What Ordinary Cars Should Be
July 29, 2018
“I borrowed a new 2018 Tesla Model 3 Performance ($78,000, as tested) from the factory in Fremont, Calif., and I’m now quietly tearing the hide off this switchback road in the grass-gold hills near Silicon Valley. This is the first test drive of the hotrod Tesla. In the Performance version, two motors north and south equal 335 kW (450 hp) and digitally mastered all-wheel drive, with corner-exiting acceleration that will leave average BMW M4s with a soft auf Wiedersehen.
The Model 3’s uncanny stability while cornering is mostly the product of its lithium-battery keel; but Tesla didn’t skimp on the suspension bits: upper and lower A arms (aluminum and steel) with virtual steer axis geometry, twin-tube coilovers and anti-roll bar in front; in the rear, a multi-link geometry, also with twin-tube shocks and anti-roll bar. For now the hottest tires available are the Michelin Pilot Sport 4S, which are nice all-rounders but not particularly grippy. My message to the engineers: more tire.
I’m no financial analyst, but I do know cars. If you were hoping Tesla would fail on account of the Model 3 I’ve got bad news: This thing is magnificent, a little rainbow-farting space ship, so obviously representative of the next step in the history of autos. I know there are a lot of Tesla bears, haters and cynics out there. Tesla boss Elon Musk makes it easy. But in the spirit of charity I think we can all agree many brilliant people are putzes.

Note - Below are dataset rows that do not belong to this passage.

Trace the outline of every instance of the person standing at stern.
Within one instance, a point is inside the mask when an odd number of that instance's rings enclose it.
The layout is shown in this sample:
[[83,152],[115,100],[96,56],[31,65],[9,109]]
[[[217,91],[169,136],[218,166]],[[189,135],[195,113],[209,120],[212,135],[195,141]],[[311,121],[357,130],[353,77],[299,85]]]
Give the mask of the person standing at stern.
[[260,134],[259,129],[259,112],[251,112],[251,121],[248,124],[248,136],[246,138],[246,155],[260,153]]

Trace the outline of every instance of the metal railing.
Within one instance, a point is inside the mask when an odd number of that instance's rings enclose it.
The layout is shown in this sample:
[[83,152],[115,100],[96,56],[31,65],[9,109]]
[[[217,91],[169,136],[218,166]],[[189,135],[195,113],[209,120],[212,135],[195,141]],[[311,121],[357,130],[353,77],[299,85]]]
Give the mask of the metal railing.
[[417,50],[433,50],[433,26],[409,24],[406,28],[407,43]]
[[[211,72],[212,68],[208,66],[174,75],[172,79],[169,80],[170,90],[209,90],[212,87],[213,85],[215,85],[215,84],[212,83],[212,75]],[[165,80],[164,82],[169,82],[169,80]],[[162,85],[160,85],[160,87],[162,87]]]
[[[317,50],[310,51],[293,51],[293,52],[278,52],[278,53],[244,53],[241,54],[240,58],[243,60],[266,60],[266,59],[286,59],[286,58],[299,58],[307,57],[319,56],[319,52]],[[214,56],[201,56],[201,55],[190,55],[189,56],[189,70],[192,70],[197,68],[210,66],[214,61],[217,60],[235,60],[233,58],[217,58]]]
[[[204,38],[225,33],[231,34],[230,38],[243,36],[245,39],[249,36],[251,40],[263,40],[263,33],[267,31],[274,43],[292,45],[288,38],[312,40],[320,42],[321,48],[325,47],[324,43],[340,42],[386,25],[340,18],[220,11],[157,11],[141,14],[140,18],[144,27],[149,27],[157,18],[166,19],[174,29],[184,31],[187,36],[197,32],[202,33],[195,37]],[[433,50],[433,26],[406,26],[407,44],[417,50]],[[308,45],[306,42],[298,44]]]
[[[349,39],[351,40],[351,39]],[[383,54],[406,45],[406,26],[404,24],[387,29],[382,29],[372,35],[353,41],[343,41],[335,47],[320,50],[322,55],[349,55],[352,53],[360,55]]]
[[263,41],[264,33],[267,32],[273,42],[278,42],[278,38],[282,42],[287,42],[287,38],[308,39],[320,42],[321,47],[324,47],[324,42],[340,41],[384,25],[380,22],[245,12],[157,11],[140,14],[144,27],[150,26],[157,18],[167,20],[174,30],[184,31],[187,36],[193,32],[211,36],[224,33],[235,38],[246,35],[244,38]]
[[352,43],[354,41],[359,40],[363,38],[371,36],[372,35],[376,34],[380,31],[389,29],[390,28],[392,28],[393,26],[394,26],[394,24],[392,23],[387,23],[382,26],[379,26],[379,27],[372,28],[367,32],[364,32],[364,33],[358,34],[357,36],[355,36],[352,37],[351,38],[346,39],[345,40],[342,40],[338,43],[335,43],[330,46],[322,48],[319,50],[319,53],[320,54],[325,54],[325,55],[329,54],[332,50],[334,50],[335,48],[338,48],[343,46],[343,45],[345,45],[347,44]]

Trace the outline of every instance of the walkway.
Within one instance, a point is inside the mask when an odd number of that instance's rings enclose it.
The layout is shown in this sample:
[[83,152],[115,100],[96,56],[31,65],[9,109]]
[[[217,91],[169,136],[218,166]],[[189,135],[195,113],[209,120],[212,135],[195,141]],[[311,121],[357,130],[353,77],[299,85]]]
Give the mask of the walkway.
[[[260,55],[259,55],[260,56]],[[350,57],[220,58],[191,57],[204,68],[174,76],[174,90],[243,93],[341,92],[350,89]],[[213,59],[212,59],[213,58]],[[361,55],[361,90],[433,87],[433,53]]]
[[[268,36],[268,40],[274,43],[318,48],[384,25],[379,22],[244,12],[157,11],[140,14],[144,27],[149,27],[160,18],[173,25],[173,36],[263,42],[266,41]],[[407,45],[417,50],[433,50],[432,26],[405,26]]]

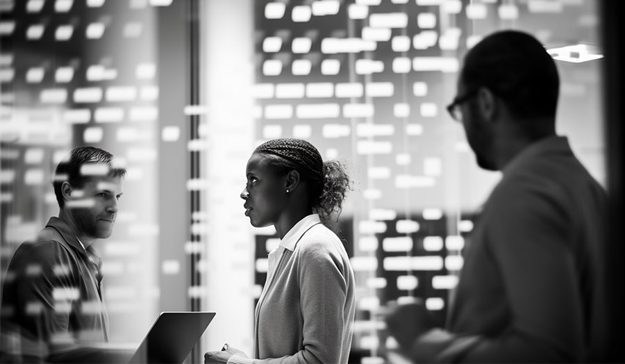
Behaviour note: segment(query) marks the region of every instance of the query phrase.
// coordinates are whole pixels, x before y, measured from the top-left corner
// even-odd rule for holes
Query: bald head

Sure, Tesla has issues. I say this as a veteran of many plant tours: The factory in Fremont is a dimly lit, vertically integrated madhouse. The place is the Kobe beef of lean production, with subassemblies and panels stacked to the rafters. About 30 percent of the Model 3’s robotic assemblers are hanging from above, to increase what one engineer called “manufacturing density.” Jeez. Keep your arms and legs inside the ride at all times.
But the car is a star. Doubters will have to bring it. Show me another car with an all-glass roof and five-star rollover crash rating. Point out another $80,000 sedan that out-clouds a Rolls-Royce, out-punches a Porsche Boxster and gets an electric equivalent of 116 mpg. You can’t, unless you’re building something in your garage we don’t know about.
So now you are sitting in a tester with all the trimmings, including the ermine-white leather-like upholstery ($1,500) that is apparently in limited supply. The Model 3’s dash incorporates a blade-like vent across its width, sandwiched between layers of stitched upholstery and laminated wood. Occupants can move focused airflow up, down and around, using the graphical compass available on the 15-inch high-resolution touch screen. When was the last time a car blew your mind with its climate vents?
Alas, the Model 3’s minimalist interior is rudely interrupted by the aforementioned touch screen, a big tablet suspended on a pylon in the middle of the dash. This is the broken flower pot on Mona Lisa’s head. Also, the Model 3’s A pillars are too thick, blocking the very best views of my next overcooked hairpin.
The center tablet hosts the car’s navigation, audio, connectivity and Autopilot avionics, including graphical readouts from complex sensor array. Autopilot functions like distance-keeping are accessed with the unmarked compass selectors in the steering wheel. But I am having way too much fun to use Autopilot.
Build quality: Beta-phase Model 3s had pretty awful panel-gap tolerances—even the show car at the 2017 Los Angeles Auto Show. Why? The stampings of the deep-draft aluminum body panels were “moving” after they were stamped, explained a production engineer. That’s not unusual. Such tool-fettling occurs with almost any aluminum-paneled car project; the difference is, Tesla made all these adjustments under the blazing lights of investors and speculators.
But the cars I’ve driven are very straight, with uniform panel gaps. The wind noise around the windows that some early testers had noted was nowhere to be heard. Looks like the robots got the memo.
The Model 3 also debuts Tesla’s more powerful battery packs, produced in its vast battery-making automaton outside of Reno, Nev., known as the Gigafactory. Inside these packs, the new 2170 cells are roughly 50% larger by volume than Tesla’s earlier cells and more energy rich. Mr. Musk has called the new cell “the highest energy density cell in the world.”
Tesla doesn’t provide battery capacity figures but the Model 3 Performance pack is estimated to be worth about 75 kWh, good for an EPA-estimated 310 miles of range.
The battery pack sort of resembles a watch battery: wafer thin, with minimal intrusion into interior cabin space above. Lower floor, lower roof. The Model 3 also sports a minimal front overhang, low hood, cab-rearward proportions and a luxurious axle-to-dash ratio. Like the Model S, the Model 3 provides a trunk and a generous frunk.
The Model 3 is more than futuristic. It’s optimistic. This is what ordinary cars should be, which is to say, better than they are.